“Gerusalemme, con l’annoso problema degli sfratti a Sheik Jarrah, gli scontri sulla spianata delle Moschee proprio nel tempo di Ramadan e, come effetto domino, il lancio di razzi da Gaza verso Israele e la risposta dell’esercito israeliano”: è questa, dichiara al Sir Pierbattista Pizzaballa, Patriarca latino di Gerusalemme, la miscela esplosiva che sta infiammando da giorni Israele, Gaza e la Cisgiordania.
Il bilancio delle vittime si aggiorna al suono delle sirene di allarme e del sibilo dei razzi e delle bombe. Nella Striscia di Gaza si contano almeno 82 morti e 500 feriti, 115 dei quali sono bambini e adolescenti. Le autorità israeliane parlando di 6 morti. Quelle che ormai non si contano più sono le aggressioni, i linciaggi, le violenze – molte delle quali diffuse via social – con protagonisti arabi e israeliani, abitanti anche di centri urbani che fino a pochi giorni fa erano luoghi di convivenza.
Una violenza cieca e mai vista. “Una violenza cieca e mai vista prima che sta coinvolgendo tante città con comunità miste come Tel Aviv, Jaffa, Lod, Ramle, Haifa” dichiara al Sir il patriarca che aggiunge:
“siamo sull’orlo della guerra civile”.
“Non ci siamo chiaramente ancora arrivati e speriamo di non arrivarci”. E non si tratta nemmeno di “una terza Intifada perché rispetto a quelle passate, oggi abbiamo a che fare con generazioni che vivono prospettive totalmente diverse e in contesti socio-politici profondamente mutati visti gli sviluppi politici in Israele e nei Territori palestinesi, a Gaza con Hamas. Contesti mutati anche se collegati tra loro”. Per Pizzaballa, 30 anni di vita trascorsi in Terra Santa,
“ciò che stiamo osservando oggi è il risultato di anni di politica di disprezzo e anche di abbandono”.
Per esempio, “uno dei temi caldi all’interno della comunità araba in Israele, è quello della sicurezza contro la criminalità. Un tema in qualche modo trascurato da parte delle istituzioni israeliane preposte. Adesso sta venendo fuori la politica di disprezzo portata avanti dalle formazioni estremiste di destra. Il disprezzo è sempre l’anticamera della violenza”.
Paura tra i cristiani. In questo clima di violenza diffusa a farne le spese sono anche le comunità cristiane: “ci sono stati dei casi di aggressione ad alcune famiglie, non per motivi religiosi ma perché arabe – rivela Pizzaballa -. Ho sentito un po’ tutte le nostre realtà.
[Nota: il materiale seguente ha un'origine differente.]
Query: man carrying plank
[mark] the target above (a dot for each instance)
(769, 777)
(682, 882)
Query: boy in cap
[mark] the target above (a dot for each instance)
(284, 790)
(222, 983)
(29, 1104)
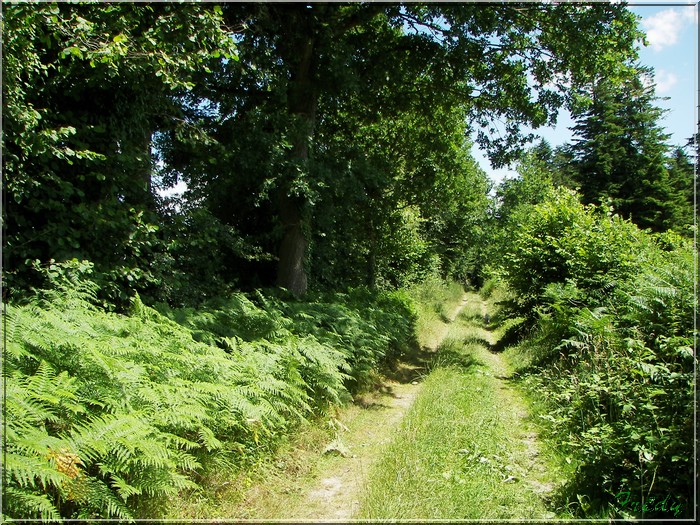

Mi hanno chiamato dalle parrocchie per chiedere di fare qualcosa, di promuovere incontri con ebrei e musulmani, in modo da calmare la situazione. Nella gente c’è tanta sorpresa e grande preoccupazione per una violenza che è esplosa in maniera molto veloce ed inaspettata, evidente segno di una stanchezza che covava da tempo.
Ciò che si percepisce è una inadeguatezza da parte di tanti israeliani e palestinesi che non riescono a fronteggiare questa situazione: da un lato, sono desiderosi di continuare a vivere insieme nel rispetto reciproco e, dall’altro, si sentono tirati – lacerati – da forze estremiste che un tempo latenti oggi sono emerse con drammatica virulenza”.
Ricucire gli strappi ripartendo dalle scuole. “Ricucire questi strappi non sarà facile – ammette il patriarca – per ricostruire la fiducia ci vorrà molto tempo e soprattutto e richiederà un’azione comune”. Anzitutto da parte della politica:
“non si potrà più permettere che una politica, anche di alto livello, usi il linguaggio del disprezzo e dell’antagonismo come accaduto molte volte da parte di alcuni elementi che siedono anche in Parlamento”.
“È importante, alla stessa maniera, che le comunità e i leader religiosi lavorino in questa direzione. Ricostruire la fiducia è un lavoro lungo e non dobbiamo farci troppe illusioni sperando in risultati veloci. Si tratta di un lavoro che parte da lontano, dalle scuole, in primis, insegnando la convivenza, il rispetto, la tolleranza e il diritto”. Che è quello che si fa da decenni nelle scuole del Patriarcato e della Custodia. “Sono frutti che noi non vedremo – conclude Pizzaballa – ma che vedranno le prossime generazioni. Ma solo se avremo lavorato bene”.